November 26, 2018
Types of Strategic Alliances to Build Your Business
Strategic alliances are great way to rapidly expand your business and generally require less commitment than mergers and acquisitions where changes in ownership are required. The key motivation for alliances is to reduce the risk to both companies through the sharing of resources, access to prospective clients, knowledge sharing, and creating gains in scale and/or productivity.
There are four types of alliances: scale, access, complementary, and collusive.
Scale alliances require partners to work together to achieve advantages they could not easily achieve on their own. It may be better bargaining opportunities to reduce the cost of raw materials, or it could mean using one organization to “white-label” the manufacture of the original company’s products for resale in order to achieve more throughput.
Access alliances typically require one organization that needs the capabilities of the other organization in order to expand their market. For example in many countries, market entry can only be done through a local firm. This local company is exclusively allowed to sell your company’s products and services or you may have a number of companies within the country reselling your products. Local companies in other countries or regions may also want to license your patents, branding, or other intellectual property, expanding your market. Other ways access alliances work are through the ability to share client lists and sell complementary products or services to each other’s client lists.
Complementary alliances are used when one organizations identifies a gap or weakness within their structure or product offering that requires aligning with an organization that has those capabilities and has other weaknesses where the original company is strong. One example of this would be financial services, where one organization is registered for brokerage but not investment banking.
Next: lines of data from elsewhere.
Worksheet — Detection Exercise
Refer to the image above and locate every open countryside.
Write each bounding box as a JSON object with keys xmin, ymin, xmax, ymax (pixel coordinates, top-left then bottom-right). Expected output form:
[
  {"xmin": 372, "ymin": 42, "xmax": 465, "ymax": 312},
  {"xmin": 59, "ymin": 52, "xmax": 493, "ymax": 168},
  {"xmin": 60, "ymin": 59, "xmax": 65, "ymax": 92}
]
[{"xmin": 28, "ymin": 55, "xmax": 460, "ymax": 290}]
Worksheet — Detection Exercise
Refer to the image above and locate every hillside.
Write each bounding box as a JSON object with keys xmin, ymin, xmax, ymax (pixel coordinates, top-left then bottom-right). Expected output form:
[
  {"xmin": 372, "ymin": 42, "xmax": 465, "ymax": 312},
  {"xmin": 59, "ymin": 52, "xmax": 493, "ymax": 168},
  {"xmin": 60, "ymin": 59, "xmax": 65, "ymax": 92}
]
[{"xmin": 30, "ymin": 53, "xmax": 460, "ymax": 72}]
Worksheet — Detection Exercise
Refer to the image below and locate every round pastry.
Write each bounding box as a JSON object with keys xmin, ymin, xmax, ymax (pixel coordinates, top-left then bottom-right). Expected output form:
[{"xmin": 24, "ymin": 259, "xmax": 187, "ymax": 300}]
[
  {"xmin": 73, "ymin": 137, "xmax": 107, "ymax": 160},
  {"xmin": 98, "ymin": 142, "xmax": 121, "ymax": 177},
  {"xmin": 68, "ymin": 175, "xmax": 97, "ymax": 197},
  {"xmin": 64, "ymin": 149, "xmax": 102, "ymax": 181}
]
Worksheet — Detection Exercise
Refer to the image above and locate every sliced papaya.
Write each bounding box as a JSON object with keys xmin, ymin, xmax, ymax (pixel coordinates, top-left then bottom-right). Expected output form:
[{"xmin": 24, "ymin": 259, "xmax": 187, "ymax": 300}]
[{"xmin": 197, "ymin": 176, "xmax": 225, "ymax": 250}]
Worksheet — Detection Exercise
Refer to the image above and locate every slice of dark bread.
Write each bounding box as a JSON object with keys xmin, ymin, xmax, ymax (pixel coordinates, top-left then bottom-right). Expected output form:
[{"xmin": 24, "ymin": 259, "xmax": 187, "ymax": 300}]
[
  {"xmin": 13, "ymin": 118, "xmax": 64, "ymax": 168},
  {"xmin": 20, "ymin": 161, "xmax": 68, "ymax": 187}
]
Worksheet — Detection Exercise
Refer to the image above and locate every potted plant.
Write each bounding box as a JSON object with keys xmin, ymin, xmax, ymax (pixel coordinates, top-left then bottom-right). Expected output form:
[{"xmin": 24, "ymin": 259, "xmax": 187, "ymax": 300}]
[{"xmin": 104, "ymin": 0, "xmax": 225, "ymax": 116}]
A growing investment banking firm would be ideal to partner with in order to better serve each other’s clients with additional services.
Collusive alliances involve any number of companies to combine into cartels, reducing competition in the marketplace, increasing bargaining power with suppliers and price fixing. These types of alliances are more negatively-perceived, especially by regulators. DeBeers Diamonds and OPEC are typical examples of these types of alliances.
There are many potential advantages:
- Faster speed of access to new product launches or market areas
- Instant increased market share / increased market power
- Economies of scale (perhaps by combining production capacity)
- Securing new or better sales or distribution channels
- Increased control of supply chain and vendor price negotiations
- Decreased competition (by taking them over or partnering with them)
- Acquire intangible assets (brands, patents, trademarks)
- Overcome barriers to entry to target new markets
- To take advantage of deregulation in an industry / market
…but they don’t come without risk. Alliances can turn out to be one-sided. Market changes may make alliances less desirable or make your alliance irrelevant. Your partner may go bankrupt, launch competing products, or become a pariah due to scandal or bad press. Growing a company can be done in many different ways. The most used ways are through internal growth or external growth through acquisitions and alliances. But starting out with a Product/Market Expansion Grid is always a great way to begin planning how you will take your company to the next level.